Выбрать главу

Рана оказалась поверхностной.

— Не надо, — прошептал боец, и это было первым, что услышал Владимир, да и то, потому что — мысль, не звук.

— Что не надо?

— Не убивай. Зарасту ведь… Помоги раскусить…

Владимир не сразу сообразил, что нужно раскусывать. Потом вспомнил. Билет на обратный рейс.

Положил левую руку на макушку дружинника, правой надавил на нижнюю челюсть.

— Спасибо, — прозвучало в уме.

Через несколько секунд упырь растаял, оставив разорванную и окровавленную одежду да острый осколок камня.

Князь хотел было последовать примеру бойца, но вспомнил, что, возможно, есть еще раненые.

Увы, в коридоре больше никто не выжил.

Тогда Владимир полез наружу. Там оставались Мстислав и Марлен.

Вокруг здания хозяйничал пожар. Горели деревца, трава, деревянный декор, остатки кровли, разбросанные тут и там. Здесь была пища огню, и он ее уже по-хозяйски доедал.

Князь увидел обезображенные огнем тела эльфов и чуть дальше — Мстислава.

Опознал по фигуре. Слишком обгорел дружинник.

В покрытом волдырями лбу — аккуратное отверстие.

Владимир обвел шальным взглядом округу, сориентировался, поплелся к пригорку, где должен был дожидаться Марлен.

Тем временем в ушах князя поднимался множественный шепот, шум, перераставший в гул, и в какой-то момент он схватился за уши, зажмурился и простоял некоторое время, качаясь так, что того гляди и упал бы, но устоял, устоял…

Кажется, он кричал. Размазывал по лицу пот, кровь, слезы и сопли.

Но адский шум ушел, затаился назойливым ропотом. Можно терпеть…

Перешагивая горящие обломки, князь вдруг наступил на что-то мягкое. Наклонился.

На ногу наступил. На ногу полукровки.

Востроухов был плох: из груди торчал металлический штырь. Но он жил, дышал. Его мысли блуждали на границе небытия, то проясняясь, то ныряя в темный погреб.

Владимир коснулся пальцами шеи Марлена, проверяя, насколько хорош пульс. Ну, не самый плохой пульс в округе.

— Значит, жив, поганец, — просипел князь и впервые после взрыва расслышал себя.

«Хрена с два, — донеслась мысль полукровки. — Сейчас кони двину».

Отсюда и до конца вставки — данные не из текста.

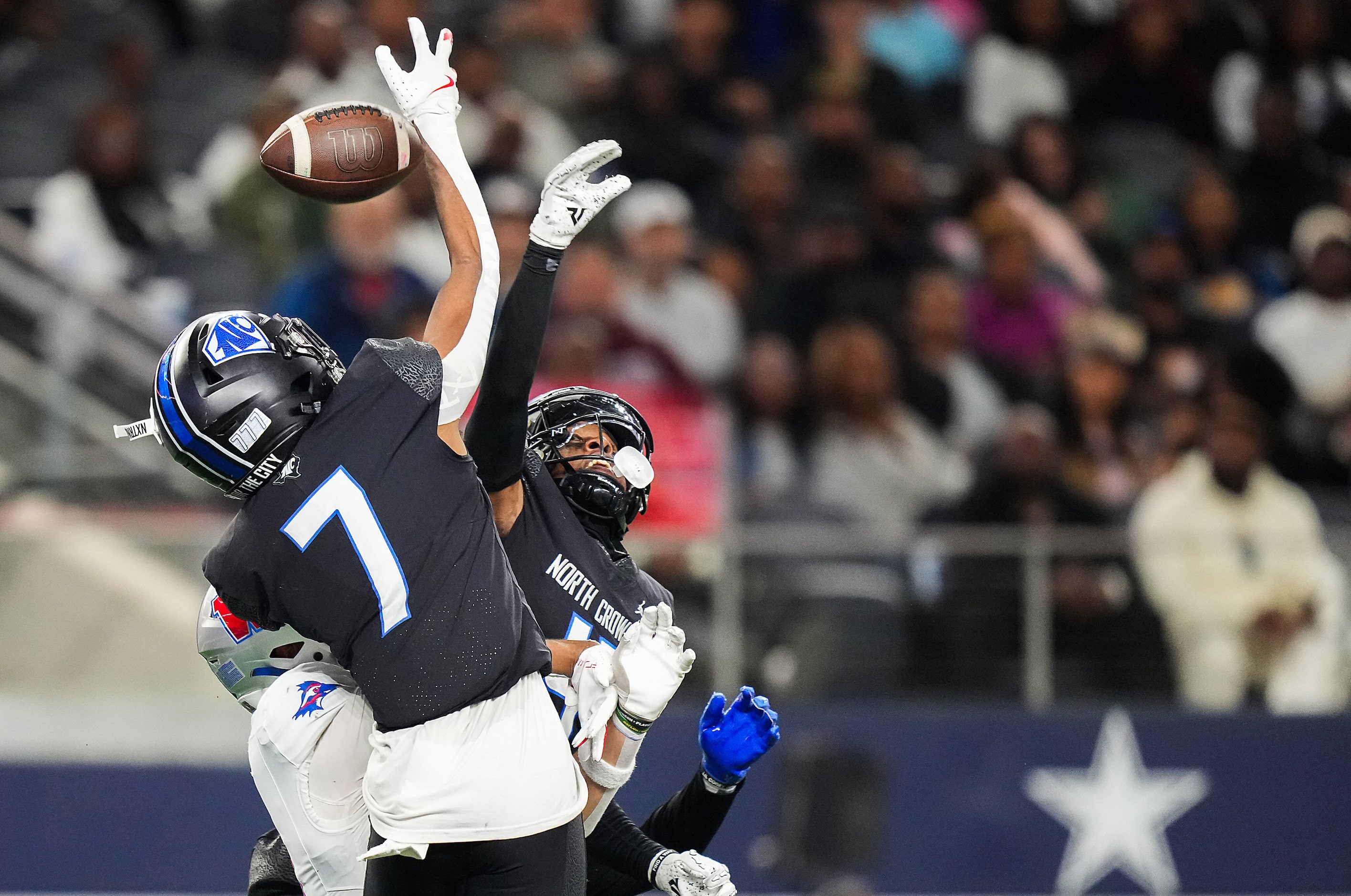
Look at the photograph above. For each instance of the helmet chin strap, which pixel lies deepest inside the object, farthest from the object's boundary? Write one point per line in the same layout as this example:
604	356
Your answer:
602	506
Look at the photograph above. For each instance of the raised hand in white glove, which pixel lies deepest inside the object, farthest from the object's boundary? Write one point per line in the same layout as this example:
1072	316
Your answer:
691	875
571	200
430	88
649	667
594	682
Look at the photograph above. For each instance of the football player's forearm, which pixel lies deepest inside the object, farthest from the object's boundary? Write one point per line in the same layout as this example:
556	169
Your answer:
456	301
462	317
496	433
622	846
599	795
565	653
690	819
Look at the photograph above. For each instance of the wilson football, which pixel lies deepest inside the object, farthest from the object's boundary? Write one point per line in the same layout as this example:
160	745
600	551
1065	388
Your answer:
342	152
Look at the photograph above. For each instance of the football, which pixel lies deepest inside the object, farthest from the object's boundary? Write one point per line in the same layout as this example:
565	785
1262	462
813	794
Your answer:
342	152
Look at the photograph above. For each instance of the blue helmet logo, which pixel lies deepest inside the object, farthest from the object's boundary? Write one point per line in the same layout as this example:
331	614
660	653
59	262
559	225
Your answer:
234	335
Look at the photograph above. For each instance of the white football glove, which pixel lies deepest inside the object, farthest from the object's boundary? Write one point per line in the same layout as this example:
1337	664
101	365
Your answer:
649	667
571	200
594	680
691	875
430	88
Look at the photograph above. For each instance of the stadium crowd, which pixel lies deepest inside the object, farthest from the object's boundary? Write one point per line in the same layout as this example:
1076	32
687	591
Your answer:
1003	261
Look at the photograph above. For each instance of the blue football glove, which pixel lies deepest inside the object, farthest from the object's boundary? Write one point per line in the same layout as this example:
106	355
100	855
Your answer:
733	737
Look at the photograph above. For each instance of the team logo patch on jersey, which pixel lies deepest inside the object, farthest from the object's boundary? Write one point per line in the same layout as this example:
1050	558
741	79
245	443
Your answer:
234	335
313	697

— Не двинешь, ты живучий, — заверил Марлена Владимир. — Только не смей соскользнуть в бред, понял?

Князю было не по себе: он ощущал, как погружается в восприятие Востроухова. Процесс был не столь стремителен, как в тот раз, когда полукровка устроил шахматную западню… И не так уж сильны сегодня путы его сознания…

Владимир по-прежнему ясно ощущал себя потрепанным упырем, склонившимся над загибающимся Марленом. Однако одновременно с этой единственно истинной картинкой существовала параллельная. Востроухов почему-то был разодет одет этаким гусаром. Особенно нелепо смотрелись белые рейтузы в обтяжку, или как их там называли…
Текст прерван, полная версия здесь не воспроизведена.